FOLIO: I assume this redesign is in part a way for BW to reposition itself against the competition. How has Portfolio’s appearance on the scene changed how the BW team thought about its design?
Fox: The redesign was not done in reaction to our competitors. We are always looking at ways to serve our readers better. BusinessWeek is timely, concise and useful and we will continue to focus on our mission to be a must-read for smart, forward-thinking professionals.
FOLIO: The consumer business magazine category has been hurting. How does BW stack up?
Fox: BusinessWeek’s print edition has always been our cornerstone. Our category has suffered from the decline in advertising, but we have received an overwhelmingly positive reaction from a broad list of advertisers who have seen the prototype, and we are confident that it will positively affect advertising. We will continue to look for businesses that complement and strengthen our brand. For example, we are about to launch BusinessWeek Chicago in November, and if successful we will roll out that model to other cities in the future.
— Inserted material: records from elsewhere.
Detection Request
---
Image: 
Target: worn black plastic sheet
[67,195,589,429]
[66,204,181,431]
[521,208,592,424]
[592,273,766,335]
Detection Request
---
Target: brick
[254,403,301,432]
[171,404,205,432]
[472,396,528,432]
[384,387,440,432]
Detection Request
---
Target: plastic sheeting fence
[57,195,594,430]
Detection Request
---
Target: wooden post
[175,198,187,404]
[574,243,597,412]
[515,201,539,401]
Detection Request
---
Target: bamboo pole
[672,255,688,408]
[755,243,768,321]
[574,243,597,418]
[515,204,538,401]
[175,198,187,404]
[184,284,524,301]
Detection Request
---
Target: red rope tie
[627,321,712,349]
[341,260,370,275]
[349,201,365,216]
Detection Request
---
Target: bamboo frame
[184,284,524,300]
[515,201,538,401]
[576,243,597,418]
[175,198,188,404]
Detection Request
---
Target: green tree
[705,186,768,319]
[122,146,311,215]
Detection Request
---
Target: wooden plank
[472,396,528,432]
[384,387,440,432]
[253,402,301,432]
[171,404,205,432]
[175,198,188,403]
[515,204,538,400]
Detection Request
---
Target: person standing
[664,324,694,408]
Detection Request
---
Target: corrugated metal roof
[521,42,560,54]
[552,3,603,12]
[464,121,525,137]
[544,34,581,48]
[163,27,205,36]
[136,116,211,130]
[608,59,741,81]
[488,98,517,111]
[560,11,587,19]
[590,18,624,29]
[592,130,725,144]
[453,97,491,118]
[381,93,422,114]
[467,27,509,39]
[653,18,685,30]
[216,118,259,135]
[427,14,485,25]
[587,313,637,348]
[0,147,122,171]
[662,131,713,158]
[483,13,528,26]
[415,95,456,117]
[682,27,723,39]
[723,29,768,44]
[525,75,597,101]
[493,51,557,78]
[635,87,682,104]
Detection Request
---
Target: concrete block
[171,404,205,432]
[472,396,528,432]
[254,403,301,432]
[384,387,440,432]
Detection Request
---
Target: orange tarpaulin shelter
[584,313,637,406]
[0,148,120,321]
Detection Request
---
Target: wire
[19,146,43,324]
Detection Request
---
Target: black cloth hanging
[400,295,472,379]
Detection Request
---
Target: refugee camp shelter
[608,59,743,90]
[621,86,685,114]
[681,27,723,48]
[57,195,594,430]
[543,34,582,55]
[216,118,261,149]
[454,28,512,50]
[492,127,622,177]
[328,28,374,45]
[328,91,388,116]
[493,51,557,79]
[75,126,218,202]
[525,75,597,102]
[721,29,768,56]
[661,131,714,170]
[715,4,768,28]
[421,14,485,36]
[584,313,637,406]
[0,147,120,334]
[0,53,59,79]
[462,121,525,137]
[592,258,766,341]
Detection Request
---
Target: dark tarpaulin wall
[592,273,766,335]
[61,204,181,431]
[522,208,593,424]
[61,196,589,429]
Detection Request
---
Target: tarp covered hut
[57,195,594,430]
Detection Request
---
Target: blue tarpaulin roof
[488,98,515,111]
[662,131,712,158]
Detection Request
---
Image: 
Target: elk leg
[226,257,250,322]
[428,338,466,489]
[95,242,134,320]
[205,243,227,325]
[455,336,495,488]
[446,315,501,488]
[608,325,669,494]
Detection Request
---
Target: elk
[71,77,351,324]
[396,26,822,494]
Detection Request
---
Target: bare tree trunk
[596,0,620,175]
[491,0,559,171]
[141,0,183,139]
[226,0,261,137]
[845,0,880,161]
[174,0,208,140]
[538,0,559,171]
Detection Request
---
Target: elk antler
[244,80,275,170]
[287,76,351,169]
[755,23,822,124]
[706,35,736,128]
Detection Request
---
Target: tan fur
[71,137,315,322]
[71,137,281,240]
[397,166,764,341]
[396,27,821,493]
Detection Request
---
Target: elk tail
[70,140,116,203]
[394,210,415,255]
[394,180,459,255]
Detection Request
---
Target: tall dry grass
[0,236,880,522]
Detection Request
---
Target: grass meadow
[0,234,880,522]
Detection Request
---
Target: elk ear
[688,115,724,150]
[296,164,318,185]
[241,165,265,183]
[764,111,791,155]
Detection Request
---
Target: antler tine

BusinessWeek.com‘s traffic continues to grow, and the expanded content channels we’ve recently launched offer us broader advertising opportunities and a larger, more diverse audience.
FOLIO: How would you characterize how BW’s reader usage patterns are changing?
Fox: More than ever, our audience is turning to TV, the Web, and their Blackberries to get their business news, and we have responded by transforming BusinessWeek into a multi-platform organization. We know that we are on the right track since, at 4.8 million readers, BusinessWeek’s audience is the largest it’s been since 1998. And BusinessWeek.com has attracted 6.5 million monthly users-three times as many as in 2005.
Obviously, clients look for cross-media synergies and integrated opportunities. Advertisers continue to demand return on investments, accountability, breakthrough positioning, impact units and fractional units. Lastly, they want us to create turnkey solutions.